Tout compte fait, il est difficile d’imaginer quelque chose de plus sombrement symbolique d’une classe dirigeante décadente qu’un membre multimillionnaire du Congrès montant une défense transparente et intéressée du délit d’initié politique. Néanmoins, c’est exactement ce que la présidente de la Chambre, Nancy Pelosi, a fait cette semaine lorsqu’elle a été interrogée sur une proposition d’interdiction pour les membres et leurs conjoints de détenir et d’échanger des actions pendant leur mandat.
“C’est un marché libre, et les gens – nous sommes une économie de marché libre”, a déclaré Pelosi lors d’une conférence de presse hebdomadaire. « Ils devraient pouvoir y participer. »
Le « ils » dans la formulation de Pelosi fait certainement un travail intéressant. Comme beaucoup de choses sur « l’économie de marché libre » des États-Unis, la propriété d’actions est une forme de liberté familière aux personnes possédant de l’argent : environ 89 % des adultes vivant dans des ménages gagnant 100 000 $ ou plus en seraient propriétaires, contre moins d’un quart de ceux-ci. dans les ménages gagnant moins de 40 000 $. Pelosi faisait plus spécifiquement référence aux membres de sa propre profession et à leur personnel : un groupe qui, pris ensemble, représente un échantillon beaucoup plus restreint de la population – sans parler d’un groupe beaucoup plus proche des décisions économiques clés et des changements législatifs.
Les membres du Congrès ont tendance à être beaucoup plus riches que la population en général, et il est courant pour beaucoup d’entre eux de posséder et d’échanger des morceaux de l’économie même qu’ils sont chargés de gérer et de superviser. Avec un peu plus de 46 millions de dollars de valeur nette, Pelosi est elle-même parmi les membres les plus riches du Congrès – classée quinzième au classement général, en partie grâce aux avoirs de son mari dans Slack, Tesla, Disney, Visa, Salesforce, PayPal, Alphabet, Facebook, et Netflix, toutes de grandes entreprises qui dépensent des millions chaque année pour faire pression sur le gouvernement.
C’est un conflit d’intérêts clair et visible, et le genre de chose qui ne serait pas autorisé dans une société démocratique fonctionnelle. Et, comme l’histoire récente le montre assez clairement, c’est celui qui conduit assez facilement à des abus de pouvoir flagrants.
Il existe de nombreux cas documentés de législateurs fédéraux négociant des actions dans des secteurs qu’ils supervisent tout en occupant d’importantes missions de comité. Plusieurs sénateurs américains ont tristement déchargé un assortiment d’actions à la suite d’un briefing classifié sur l’impact économique potentiel du coronavirus – et des cas comme ceux-ci ne sont presque certainement que la pointe de l’iceberg.
Les arguments en faveur de l’interdiction de la négociation ou de la propriété d’actions parmi les membres du Congrès sont simples et ont été invoqués à plusieurs reprises par Elizabeth Warren et Alexandria Ocasio-Cortez. Comme le premier l’a dit en mai : « Chaque sénateur, membre du Congrès, président, secrétaire de Cabinet, juge fédéral et autres hauts fonctionnaires chargés de rédiger les règles de notre système financier ne devraient pas être en mesure de posséder ou d’échanger des actions individuelles. » “Nous sommes ici pour servir le public, pas pour faire des profits”, a déclaré AOC plus tôt cette année, ajoutant: “C’est choquant que cela ait même été autorisé jusqu’à présent.”
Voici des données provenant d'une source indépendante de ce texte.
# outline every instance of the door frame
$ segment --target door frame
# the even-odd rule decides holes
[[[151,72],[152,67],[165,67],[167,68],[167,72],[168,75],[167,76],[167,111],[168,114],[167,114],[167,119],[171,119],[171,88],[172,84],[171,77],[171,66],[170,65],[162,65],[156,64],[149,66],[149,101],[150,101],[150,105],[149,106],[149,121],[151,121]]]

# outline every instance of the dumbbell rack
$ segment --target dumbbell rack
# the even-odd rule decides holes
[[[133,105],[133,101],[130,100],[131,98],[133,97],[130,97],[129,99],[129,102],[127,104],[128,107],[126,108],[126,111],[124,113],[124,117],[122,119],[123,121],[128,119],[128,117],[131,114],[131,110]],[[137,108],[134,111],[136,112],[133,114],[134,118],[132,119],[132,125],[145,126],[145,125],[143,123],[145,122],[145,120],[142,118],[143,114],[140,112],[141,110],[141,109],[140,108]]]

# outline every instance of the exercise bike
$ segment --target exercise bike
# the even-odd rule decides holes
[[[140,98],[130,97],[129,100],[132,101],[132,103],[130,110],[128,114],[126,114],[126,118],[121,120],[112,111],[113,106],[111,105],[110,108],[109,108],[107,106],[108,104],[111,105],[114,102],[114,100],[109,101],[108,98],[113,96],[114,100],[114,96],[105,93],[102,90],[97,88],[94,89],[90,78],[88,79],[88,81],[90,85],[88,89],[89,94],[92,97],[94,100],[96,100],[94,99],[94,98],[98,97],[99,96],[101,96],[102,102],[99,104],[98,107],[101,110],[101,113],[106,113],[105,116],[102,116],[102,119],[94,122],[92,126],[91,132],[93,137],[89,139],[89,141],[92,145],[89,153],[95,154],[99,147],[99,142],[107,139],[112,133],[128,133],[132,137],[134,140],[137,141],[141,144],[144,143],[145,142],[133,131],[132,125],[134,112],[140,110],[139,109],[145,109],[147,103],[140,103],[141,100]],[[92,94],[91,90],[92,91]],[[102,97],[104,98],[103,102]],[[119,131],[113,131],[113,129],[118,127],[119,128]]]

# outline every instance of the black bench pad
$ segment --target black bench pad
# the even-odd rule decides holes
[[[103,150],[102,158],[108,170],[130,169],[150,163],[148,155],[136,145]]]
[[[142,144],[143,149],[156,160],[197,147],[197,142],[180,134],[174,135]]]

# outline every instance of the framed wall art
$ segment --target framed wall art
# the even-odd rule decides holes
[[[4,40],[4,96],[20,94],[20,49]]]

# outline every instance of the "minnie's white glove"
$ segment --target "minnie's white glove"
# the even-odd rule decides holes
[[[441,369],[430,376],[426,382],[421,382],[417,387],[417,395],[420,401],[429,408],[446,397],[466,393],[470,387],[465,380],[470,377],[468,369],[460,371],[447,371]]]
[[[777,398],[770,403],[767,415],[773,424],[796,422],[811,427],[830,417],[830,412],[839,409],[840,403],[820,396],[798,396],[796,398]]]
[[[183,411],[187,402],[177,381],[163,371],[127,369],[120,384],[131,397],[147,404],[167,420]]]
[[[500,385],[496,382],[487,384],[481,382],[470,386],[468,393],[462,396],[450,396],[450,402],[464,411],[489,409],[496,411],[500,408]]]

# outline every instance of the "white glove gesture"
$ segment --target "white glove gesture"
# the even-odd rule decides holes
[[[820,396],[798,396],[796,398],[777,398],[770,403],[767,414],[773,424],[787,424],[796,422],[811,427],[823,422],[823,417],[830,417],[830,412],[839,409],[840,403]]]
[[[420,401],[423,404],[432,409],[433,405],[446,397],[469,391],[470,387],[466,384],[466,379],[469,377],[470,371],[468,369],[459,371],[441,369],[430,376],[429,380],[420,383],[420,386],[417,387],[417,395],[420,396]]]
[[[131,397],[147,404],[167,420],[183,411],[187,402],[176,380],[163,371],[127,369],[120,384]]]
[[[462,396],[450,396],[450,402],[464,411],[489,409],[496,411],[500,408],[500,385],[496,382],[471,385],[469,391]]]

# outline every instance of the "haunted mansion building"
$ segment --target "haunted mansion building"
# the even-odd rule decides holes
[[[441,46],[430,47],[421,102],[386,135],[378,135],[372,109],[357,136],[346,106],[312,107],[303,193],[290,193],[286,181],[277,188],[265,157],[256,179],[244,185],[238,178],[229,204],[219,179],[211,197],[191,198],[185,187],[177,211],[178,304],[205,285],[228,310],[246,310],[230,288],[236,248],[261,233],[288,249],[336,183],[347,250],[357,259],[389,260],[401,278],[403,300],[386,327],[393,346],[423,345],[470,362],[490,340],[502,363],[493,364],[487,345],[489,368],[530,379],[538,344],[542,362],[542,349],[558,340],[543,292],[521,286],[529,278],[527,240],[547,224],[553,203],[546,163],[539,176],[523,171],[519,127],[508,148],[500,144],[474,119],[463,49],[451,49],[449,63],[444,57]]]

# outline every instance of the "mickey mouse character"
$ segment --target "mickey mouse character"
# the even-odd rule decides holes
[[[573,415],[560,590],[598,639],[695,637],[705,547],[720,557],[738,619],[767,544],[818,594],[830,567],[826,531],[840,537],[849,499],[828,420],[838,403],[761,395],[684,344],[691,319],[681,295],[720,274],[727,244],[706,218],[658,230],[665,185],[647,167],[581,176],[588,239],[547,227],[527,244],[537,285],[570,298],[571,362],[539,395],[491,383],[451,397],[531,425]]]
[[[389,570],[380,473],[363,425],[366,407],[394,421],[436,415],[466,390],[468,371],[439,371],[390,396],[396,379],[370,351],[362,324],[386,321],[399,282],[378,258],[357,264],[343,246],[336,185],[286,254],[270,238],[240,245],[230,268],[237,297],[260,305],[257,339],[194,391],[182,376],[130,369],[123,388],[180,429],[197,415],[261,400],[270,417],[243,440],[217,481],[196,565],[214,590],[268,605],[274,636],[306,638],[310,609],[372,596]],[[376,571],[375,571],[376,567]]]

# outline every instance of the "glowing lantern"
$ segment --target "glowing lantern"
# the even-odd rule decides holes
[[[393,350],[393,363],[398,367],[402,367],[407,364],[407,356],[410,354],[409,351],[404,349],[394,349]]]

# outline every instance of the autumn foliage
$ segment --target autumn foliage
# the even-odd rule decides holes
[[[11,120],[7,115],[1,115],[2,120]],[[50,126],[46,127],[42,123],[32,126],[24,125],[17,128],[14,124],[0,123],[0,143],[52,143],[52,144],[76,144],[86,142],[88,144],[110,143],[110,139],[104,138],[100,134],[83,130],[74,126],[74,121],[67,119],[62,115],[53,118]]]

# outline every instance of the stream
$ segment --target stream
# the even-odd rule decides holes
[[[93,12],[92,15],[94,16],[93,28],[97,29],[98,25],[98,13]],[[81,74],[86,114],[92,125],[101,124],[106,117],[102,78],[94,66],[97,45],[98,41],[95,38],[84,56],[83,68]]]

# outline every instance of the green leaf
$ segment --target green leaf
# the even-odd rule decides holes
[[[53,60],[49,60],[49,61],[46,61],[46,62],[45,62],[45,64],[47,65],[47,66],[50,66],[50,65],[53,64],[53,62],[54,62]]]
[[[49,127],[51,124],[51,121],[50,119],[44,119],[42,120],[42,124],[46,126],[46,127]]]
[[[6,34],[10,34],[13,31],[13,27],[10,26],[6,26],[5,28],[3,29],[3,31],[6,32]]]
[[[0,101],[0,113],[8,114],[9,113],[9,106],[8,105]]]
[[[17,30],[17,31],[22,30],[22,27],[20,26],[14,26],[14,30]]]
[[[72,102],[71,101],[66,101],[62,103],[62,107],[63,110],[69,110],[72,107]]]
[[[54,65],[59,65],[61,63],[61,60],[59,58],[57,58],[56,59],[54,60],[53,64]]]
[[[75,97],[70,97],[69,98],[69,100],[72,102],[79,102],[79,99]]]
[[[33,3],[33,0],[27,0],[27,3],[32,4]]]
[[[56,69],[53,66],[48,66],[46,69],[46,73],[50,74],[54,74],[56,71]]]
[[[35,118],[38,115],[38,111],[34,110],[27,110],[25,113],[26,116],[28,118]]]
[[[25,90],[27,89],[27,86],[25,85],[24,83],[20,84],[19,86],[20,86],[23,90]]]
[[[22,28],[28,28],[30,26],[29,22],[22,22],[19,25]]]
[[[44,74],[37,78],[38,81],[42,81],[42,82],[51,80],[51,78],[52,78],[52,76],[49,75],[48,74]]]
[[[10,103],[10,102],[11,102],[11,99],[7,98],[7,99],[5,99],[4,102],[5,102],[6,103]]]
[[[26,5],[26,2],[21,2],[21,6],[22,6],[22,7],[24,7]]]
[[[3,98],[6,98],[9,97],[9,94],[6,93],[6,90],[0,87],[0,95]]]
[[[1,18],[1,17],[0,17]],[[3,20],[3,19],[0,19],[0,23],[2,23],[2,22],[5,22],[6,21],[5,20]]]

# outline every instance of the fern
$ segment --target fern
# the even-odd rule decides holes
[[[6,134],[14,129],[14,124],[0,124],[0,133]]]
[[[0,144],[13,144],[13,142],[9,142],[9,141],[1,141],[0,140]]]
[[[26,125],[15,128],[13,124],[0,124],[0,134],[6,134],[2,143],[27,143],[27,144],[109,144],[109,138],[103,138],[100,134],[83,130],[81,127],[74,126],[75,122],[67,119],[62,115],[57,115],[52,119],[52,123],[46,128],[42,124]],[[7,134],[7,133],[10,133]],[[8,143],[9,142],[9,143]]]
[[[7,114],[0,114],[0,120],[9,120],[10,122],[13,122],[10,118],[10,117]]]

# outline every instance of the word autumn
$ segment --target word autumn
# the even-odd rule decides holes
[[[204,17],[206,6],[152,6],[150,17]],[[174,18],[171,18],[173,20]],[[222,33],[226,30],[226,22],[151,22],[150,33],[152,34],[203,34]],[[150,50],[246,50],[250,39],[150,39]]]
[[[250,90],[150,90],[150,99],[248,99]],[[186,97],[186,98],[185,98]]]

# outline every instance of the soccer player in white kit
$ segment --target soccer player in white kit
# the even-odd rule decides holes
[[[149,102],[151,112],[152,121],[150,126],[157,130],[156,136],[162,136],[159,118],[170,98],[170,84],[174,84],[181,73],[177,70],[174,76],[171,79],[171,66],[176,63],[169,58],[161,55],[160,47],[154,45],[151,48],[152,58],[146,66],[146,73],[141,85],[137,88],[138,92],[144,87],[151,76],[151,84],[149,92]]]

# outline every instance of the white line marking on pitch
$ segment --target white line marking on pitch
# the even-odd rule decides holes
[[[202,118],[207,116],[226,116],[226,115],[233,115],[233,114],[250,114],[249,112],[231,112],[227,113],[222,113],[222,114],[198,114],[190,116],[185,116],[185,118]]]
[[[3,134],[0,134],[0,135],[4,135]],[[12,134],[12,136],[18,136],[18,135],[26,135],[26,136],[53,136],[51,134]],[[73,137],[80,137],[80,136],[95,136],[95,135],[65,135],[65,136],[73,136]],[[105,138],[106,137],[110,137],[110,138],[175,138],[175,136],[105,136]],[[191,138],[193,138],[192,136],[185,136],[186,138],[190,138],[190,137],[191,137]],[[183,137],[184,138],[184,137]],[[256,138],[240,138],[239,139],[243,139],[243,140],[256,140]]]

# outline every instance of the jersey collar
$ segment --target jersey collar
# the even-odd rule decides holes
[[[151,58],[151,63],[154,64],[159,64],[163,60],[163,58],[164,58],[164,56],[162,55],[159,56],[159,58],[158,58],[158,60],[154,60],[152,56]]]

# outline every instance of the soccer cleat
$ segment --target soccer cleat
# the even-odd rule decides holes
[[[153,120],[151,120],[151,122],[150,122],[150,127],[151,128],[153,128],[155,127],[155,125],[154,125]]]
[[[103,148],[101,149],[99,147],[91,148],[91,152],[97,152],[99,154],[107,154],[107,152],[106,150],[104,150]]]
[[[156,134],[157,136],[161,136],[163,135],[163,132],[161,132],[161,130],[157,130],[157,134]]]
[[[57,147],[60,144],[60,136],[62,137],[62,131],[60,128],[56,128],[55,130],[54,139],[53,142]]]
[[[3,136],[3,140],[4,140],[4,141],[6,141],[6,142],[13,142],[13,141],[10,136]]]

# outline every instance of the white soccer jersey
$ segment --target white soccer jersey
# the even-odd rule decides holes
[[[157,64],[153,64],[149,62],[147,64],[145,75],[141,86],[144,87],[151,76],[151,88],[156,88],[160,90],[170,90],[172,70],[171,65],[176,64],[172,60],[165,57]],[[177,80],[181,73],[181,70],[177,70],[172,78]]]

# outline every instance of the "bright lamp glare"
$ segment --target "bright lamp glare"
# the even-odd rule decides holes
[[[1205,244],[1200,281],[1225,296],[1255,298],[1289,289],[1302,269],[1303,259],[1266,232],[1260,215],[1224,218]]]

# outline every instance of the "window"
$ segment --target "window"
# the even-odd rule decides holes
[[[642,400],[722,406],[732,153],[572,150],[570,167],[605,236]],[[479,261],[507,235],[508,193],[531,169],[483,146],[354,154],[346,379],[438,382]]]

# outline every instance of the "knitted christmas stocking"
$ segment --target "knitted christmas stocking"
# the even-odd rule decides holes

Les deux ont un point. Mais compte tenu de l’influence dominante de l’argent sur le gouvernement américain et ses deux principaux partis politiques, rien dans les règles actuelles n’est même un peu choquant. Le système de financement des campagnes, pour prendre un exemple évident, est essentiellement une corruption légalisée. Les politiciens et les membres du personnel à la retraite encaissent régulièrement leur temps en fonction, s’installant dans des concerts d’entreprise de prune et tirant parti des réseaux personnels qu’ils ont construits alors qu’ils étaient ostensiblement fonctionnaires pour un gain individuel.
Dans un tel contexte, la pratique consistant à permettre aux législateurs en exercice de détenir et d’échanger des actions ne semble pas moins scandaleuse mais devient nettement moins choquante. Une grande partie du comportement corrompu qui se produit régulièrement à Washington est, en effet, parfaitement légal et au grand jour : à tel point qu’il peut même susciter des défenses énergiques de la part des élus les plus puissants du pays.